Q: Observe that our model of evaluation allows for combinations whose operators are compound expressions. Use this observation to describe the behavior of the following procedure:

```
(define (a-plus-abs-b a b)
((if (> b 0) + -) a b))
```

A: This function will return a - b if b is greater than 0 and a + b otherwise.

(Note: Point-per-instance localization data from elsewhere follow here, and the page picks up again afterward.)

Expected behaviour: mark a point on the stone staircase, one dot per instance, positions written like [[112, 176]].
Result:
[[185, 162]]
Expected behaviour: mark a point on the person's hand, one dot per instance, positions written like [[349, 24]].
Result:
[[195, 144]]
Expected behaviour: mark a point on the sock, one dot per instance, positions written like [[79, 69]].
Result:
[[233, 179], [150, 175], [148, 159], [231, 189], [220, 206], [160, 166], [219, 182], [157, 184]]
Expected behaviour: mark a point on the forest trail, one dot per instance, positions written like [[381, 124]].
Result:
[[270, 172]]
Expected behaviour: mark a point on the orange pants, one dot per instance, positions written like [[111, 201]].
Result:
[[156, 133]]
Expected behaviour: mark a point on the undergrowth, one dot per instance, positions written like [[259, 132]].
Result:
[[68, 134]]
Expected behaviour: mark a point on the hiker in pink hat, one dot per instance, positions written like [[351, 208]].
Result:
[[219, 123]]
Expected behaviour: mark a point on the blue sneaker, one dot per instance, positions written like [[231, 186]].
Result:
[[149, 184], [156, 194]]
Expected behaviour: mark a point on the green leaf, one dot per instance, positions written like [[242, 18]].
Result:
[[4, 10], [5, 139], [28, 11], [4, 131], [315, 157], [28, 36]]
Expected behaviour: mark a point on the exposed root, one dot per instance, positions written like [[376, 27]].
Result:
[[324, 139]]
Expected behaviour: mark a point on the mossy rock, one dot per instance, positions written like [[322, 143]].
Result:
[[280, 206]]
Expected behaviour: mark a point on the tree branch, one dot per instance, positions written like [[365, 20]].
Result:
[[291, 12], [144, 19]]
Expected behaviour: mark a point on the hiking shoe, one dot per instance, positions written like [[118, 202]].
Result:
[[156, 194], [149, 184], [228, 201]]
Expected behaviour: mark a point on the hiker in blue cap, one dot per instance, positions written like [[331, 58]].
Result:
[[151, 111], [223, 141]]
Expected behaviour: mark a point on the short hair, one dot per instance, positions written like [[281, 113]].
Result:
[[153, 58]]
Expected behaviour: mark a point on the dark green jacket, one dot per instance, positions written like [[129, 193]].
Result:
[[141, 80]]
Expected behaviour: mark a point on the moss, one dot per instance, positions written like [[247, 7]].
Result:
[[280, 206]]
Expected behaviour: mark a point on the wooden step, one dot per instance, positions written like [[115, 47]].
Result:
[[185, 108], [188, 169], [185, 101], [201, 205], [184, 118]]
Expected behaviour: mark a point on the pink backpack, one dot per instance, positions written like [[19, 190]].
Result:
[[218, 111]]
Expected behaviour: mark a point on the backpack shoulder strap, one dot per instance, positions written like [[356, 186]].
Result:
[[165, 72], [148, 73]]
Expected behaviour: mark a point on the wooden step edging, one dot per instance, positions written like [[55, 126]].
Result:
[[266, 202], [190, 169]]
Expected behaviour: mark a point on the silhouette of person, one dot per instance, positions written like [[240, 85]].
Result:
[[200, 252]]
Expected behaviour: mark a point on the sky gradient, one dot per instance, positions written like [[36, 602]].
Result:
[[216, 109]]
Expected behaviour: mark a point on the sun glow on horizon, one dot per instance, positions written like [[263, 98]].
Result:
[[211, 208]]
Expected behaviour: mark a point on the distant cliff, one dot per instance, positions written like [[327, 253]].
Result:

This will always result in a value that is greater than a being returned. Hence, the name a-plus-abs-b.

# Exercise 1.5

Q: Ben Bitdiddle has invented a test to determine whether the interpreter he is faced with is using applicative-order evaluation or normal-order evaluation. He defines the following two procedures:

```
(define (p) (p))
(define (test x y)
(if (= x 0)
0
y))
```

Then he evaluates the expression

```
(test 0 (p))
```

What behavior will Ben observe with an interpreter that uses applicative-order evaluation? What behavior will he observe with an interpreter that uses normal-order evaluation? Explain your answer. (Assume that the evaluation rule for the special form if is the same whether the interpreter is using normal or applicative order: The predicate expression is evaluated first, and the result determines whether to evaluate the consequent or the alternative expression.)

A: With applicative-order evaluation, the this test will return the value of p, which will result in an infinitely recursive loop. With normal-order evaluation, we’ll return 0, since we don’t need the value of p.